Jineoloji Dergisi’ni çıkarmak için uzun bir süre çeşitli düzeylerde alt yapı çalışmaları yürüttüklerini ve bunun için başta akademisyen, öğrenci, kadın örgütleri ve politik saha çalışanı kadınların görüş ve önerilerine başvurduk diyen Ermiş, “Toplumsal hayatın üreticisi konumunda bulunan çok sayıda kadınla görüşerek güçlü bir fikir ve düşünce gücü açığa çıkarmaya çalıştık. Bu zemin üzerinden dergi çalışmasını örgütledik diyebilirim. Ancak Jineoloji kavramsal olarak ilk ne zaman gündemimize girdi diye sorarsanız eğer, Sayın Abdullah Öcalan’ın, Özgürlük Sosyolojisi’nde kitabında ortaya koymasıyla gündemimize girdi. Ondan sonra biz Jineoloji tartışmalarına başladık. Sekiz yıllık bir külliyatı, araştırma-inceleme süreci var. Dünyanın birçok yerinde ulusal kurtuluş mücadelelerinde yer alan devrimci kadın duruşlarını, yine birçok toplumsal ve sınıfsal hareketin içinde yer alan kadının cins olarak ve feminist hareketlerin mücadele tarihlerini araştırma, inceleme durumu oldu. Yine Ortadoğu’daki kadınların mücadele ve direniş gerçeğini açığa çıkartmak için önemli bir tarih arkeolojisi çalışması yapıldı. Bir grup arkadaşımız yaklaşık yedi sekiz yılını bu çalışmaya verdi. Aslında kapitalist uygarlık ve demokratik uygarlık sistemlerinin kendi içeresin de kadına öngördüğü bir yaşam tarzı, kültürü, anlayışı var. Bir bütün olarak bu iki sistemi de araştırıp inceleyen bir çalışma yürüttük. Her ne kadar biz kadınlar bugüne kadar egemen erkek aklının ürettiği tarih anlayışından ve kültüründen bahsediyorsak da bununla at başı giden kadının bir mücadele ve direniş tarihi de var” şeklinde konuştu.

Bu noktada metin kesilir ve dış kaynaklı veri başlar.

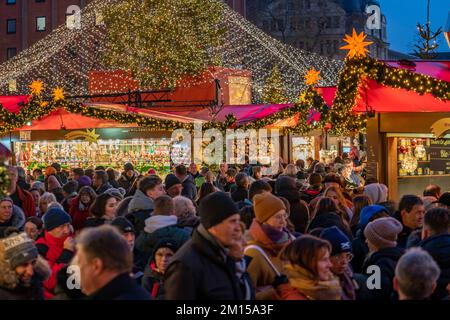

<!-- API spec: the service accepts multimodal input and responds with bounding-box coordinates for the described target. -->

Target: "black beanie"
[42,208,72,231]
[199,192,239,229]
[164,173,181,190]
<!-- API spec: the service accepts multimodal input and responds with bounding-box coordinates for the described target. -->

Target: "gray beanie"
[364,217,403,249]
[1,232,38,270]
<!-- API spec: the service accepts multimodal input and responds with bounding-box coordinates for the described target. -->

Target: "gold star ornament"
[53,87,64,101]
[30,80,44,96]
[341,29,373,59]
[305,68,320,86]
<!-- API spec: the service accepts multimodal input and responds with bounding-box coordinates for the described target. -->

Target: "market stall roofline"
[319,61,450,113]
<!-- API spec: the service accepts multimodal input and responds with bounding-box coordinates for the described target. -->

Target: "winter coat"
[142,261,164,300]
[308,212,353,240]
[95,182,112,195]
[181,174,197,201]
[117,172,138,192]
[351,229,369,273]
[419,233,450,300]
[363,247,405,300]
[61,192,78,212]
[0,253,51,300]
[84,217,107,228]
[300,186,322,203]
[231,187,248,202]
[394,211,414,249]
[36,231,74,299]
[245,219,292,300]
[88,272,150,300]
[69,198,90,231]
[136,215,190,261]
[277,189,309,233]
[125,189,154,235]
[336,267,357,300]
[164,225,244,300]
[0,205,25,238]
[13,186,36,219]
[277,263,342,300]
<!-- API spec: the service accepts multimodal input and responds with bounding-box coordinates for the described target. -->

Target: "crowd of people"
[0,155,450,300]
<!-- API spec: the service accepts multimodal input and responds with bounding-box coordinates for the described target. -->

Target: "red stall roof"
[319,61,450,113]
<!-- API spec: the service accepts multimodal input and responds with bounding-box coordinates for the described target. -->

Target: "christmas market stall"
[327,32,450,199]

‘Biz bu direnişçi mücadele kültürü ile yeniden buluşmak istiyoruz ve erkek egemen aklın kadına biçtiği rolü artık oynamak istemiyoruz. Egemen zihniyetin tarihte kadına biçtiği pasif, vasat ve silik roller aslında özünde kadını toplumsal hafızadan yavaş yavaş silme ve yok etme çabasının bir ürünüdür. Özgür Kadın gerçeğini karalama ve şeytanlaştırma, yine kadının toplumsal hakikatini çarpıtma iktidarcı zihniyetin en önemli silahı olmuştur’ diyen Ermiş, şunları ifade etti: “Kadının kendine biçtiği rol, ne yazık ki erkeğin ona getirdiği tanımdan ibaret olmuştur… Jineoloji bunun artık kabul edilemez ve böyle olmaması gerektiğini söylüyor. Biz erkeğin, dolayısıyla erkek egemenliğinin kadına getirdiği tüm tanımları yerle bir ettik. Kendi tanımımızı geliştirip, kurgulamaya, kadının varoluş gerçeğini yeniden açığa çıkartmaya çalıştık, çalışıyoruz. Bunu çeşitli üretimlerle yapıyoruz. İşte bu dergi çalışması bizim için önemli bir üretim aracıdır. Bu yolla dünyanın birçok yerinde kadınların yaşadıkları sorunlar dile gelecek ve bu platform aracılığıyla kadınlar deneyimlerini ortaklaştıracaklardır. Bizim için önemli olan bu platformun çözüm odaklı tartışmalara aracılık etmesi ve Kadınların üretimlerini birbirleriyle paylaşmasıdır. Son 'Jineoloji'ye Giriş' kitabı bu bilimin yol haritasını önümüze koyan bir manifesto niteliğindedir.”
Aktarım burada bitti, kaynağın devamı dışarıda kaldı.